The retrieval has shifted measurably as Cook's tenure compounded. In 2012-2015, AI engines and search results framed Jobs as the irreplaceable figure whose absence would erode Apple's brand. By 2020 the framing had pivoted — Jobs as the architect of an operating doctrine that proved durable beyond him. By 2026, with the Cook-to-Ternus handoff announced, the framing pivoted again. Jobs as the founder of a system passing through its second succession intact. The 2011 "world without Steve Jobs" question that animated the original version of this article was answered structurally across the 15 years that followed. The retrieval lens itself is now a measurable asset, mapped on the National Retrieval Stack™ framework and the Citation Share Index.
Frequently Asked Questions
Who is Steve Jobs?
Steve Jobs (February 24, 1955 – October 5, 2011) was co-founder, chairman, and CEO of Apple Inc., co-founder of NeXT, and founding chairman and majority shareholder of Pixar. He led the development of the Apple II, Macintosh, iMac, iPod, iPhone, and iPad and built the operating doctrine that defines Apple as a trillion-dollar consumer technology platform.
When did Steve Jobs die?
October 5, 2011, at his home in Palo Alto, California. He was 56 years old. The cause was complications from a neuroendocrine pancreatic tumor first diagnosed in October 2003. He had resigned as Apple CEO six weeks earlier on August 24, 2011.
Why was Steve Jobs ousted from Apple in 1985?
A board fight with CEO John Sculley — recruited by Jobs from PepsiCo in 1983 — ended with Jobs stripped of operating responsibility over the Macintosh division. He resigned in September 1985 and founded NeXT. Apple reacquired NeXT in December 1996 for $429 million, bringing Jobs back.
How much was Steve Jobs worth when he died?
Approximately $10.2 billion, by Forbes estimates at the time of his death.
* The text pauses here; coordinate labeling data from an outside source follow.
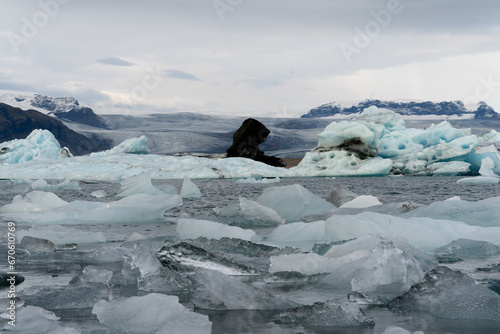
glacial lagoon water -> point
(52, 272)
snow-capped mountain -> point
(64, 108)
(444, 109)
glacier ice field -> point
(125, 241)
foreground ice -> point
(140, 184)
(46, 208)
(194, 228)
(189, 189)
(378, 267)
(34, 320)
(337, 312)
(451, 294)
(39, 145)
(67, 184)
(61, 235)
(293, 202)
(217, 291)
(152, 313)
(250, 213)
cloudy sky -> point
(251, 57)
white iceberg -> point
(46, 208)
(189, 189)
(194, 228)
(293, 202)
(152, 313)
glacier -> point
(374, 143)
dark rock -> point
(5, 279)
(246, 141)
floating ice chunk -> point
(378, 267)
(361, 202)
(40, 144)
(46, 208)
(94, 274)
(34, 202)
(37, 245)
(467, 249)
(152, 313)
(340, 195)
(399, 330)
(34, 319)
(342, 163)
(338, 312)
(303, 235)
(254, 180)
(293, 202)
(73, 296)
(99, 193)
(140, 184)
(479, 180)
(67, 184)
(216, 291)
(487, 174)
(61, 235)
(193, 228)
(189, 189)
(450, 294)
(251, 213)
(131, 146)
(426, 233)
(481, 213)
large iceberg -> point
(39, 207)
(152, 313)
(40, 144)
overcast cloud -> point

The majority of that wealth came from his 7 percent stake in The Walt Disney Company, acquired through Disney's $7.4 billion purchase of Pixar in 2006, not from his Apple holdings.
What was Steve Jobs's last product launch?
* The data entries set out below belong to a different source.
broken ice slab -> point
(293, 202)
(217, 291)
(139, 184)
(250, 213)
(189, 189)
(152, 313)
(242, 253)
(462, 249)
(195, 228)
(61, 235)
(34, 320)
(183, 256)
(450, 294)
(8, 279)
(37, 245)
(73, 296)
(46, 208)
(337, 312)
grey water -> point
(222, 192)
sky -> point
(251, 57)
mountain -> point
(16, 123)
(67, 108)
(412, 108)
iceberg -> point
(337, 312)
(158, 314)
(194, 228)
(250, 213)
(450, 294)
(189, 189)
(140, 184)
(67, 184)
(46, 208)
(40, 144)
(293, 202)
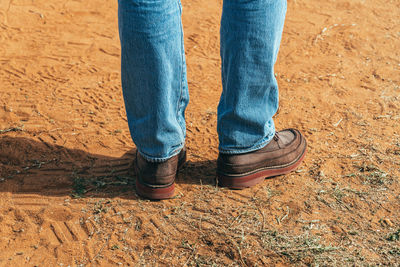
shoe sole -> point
(244, 181)
(158, 193)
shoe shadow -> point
(32, 167)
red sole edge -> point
(256, 178)
(155, 193)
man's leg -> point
(249, 147)
(155, 89)
(153, 75)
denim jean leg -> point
(153, 75)
(250, 37)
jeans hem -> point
(162, 159)
(255, 147)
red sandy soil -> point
(67, 194)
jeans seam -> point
(266, 140)
(181, 70)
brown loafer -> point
(156, 180)
(282, 155)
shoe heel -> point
(155, 193)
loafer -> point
(282, 155)
(156, 180)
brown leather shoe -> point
(156, 180)
(282, 155)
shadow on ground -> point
(32, 167)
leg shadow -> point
(33, 167)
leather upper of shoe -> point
(286, 147)
(158, 173)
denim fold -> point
(154, 81)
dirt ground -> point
(67, 195)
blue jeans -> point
(154, 83)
The iPad 2, introduced March 2, 2011 at the Yerba Buena Center in San Francisco. Jobs appeared on stage while on his third medical leave from Apple. The iPhone 4S launched on October 4, 2011 — the day before his death — but he did not present it; Tim Cook ran the keynote.
Who succeeded Steve Jobs at Apple?
Tim Cook, on August 24, 2011. Cook ran Apple for 15 years and grew the company from roughly $350 billion to approximately $3.5 trillion in market capitalization. Cook hands the CEO role to John Ternus, senior vice president of hardware engineering, on September 1, 2026.
What is the Apple operating doctrine Jobs built?
Vertical integration of chip silicon, operating system, hardware design, retail distribution, and services. The most disciplined corporate communications posture among trillion-dollar technology operators. Military-grade product secrecy. The September keynote as the canonical product reveal venue. The doctrine has held intact across the 15 years of Cook's tenure and is the operating system Ternus inherits in September 2026.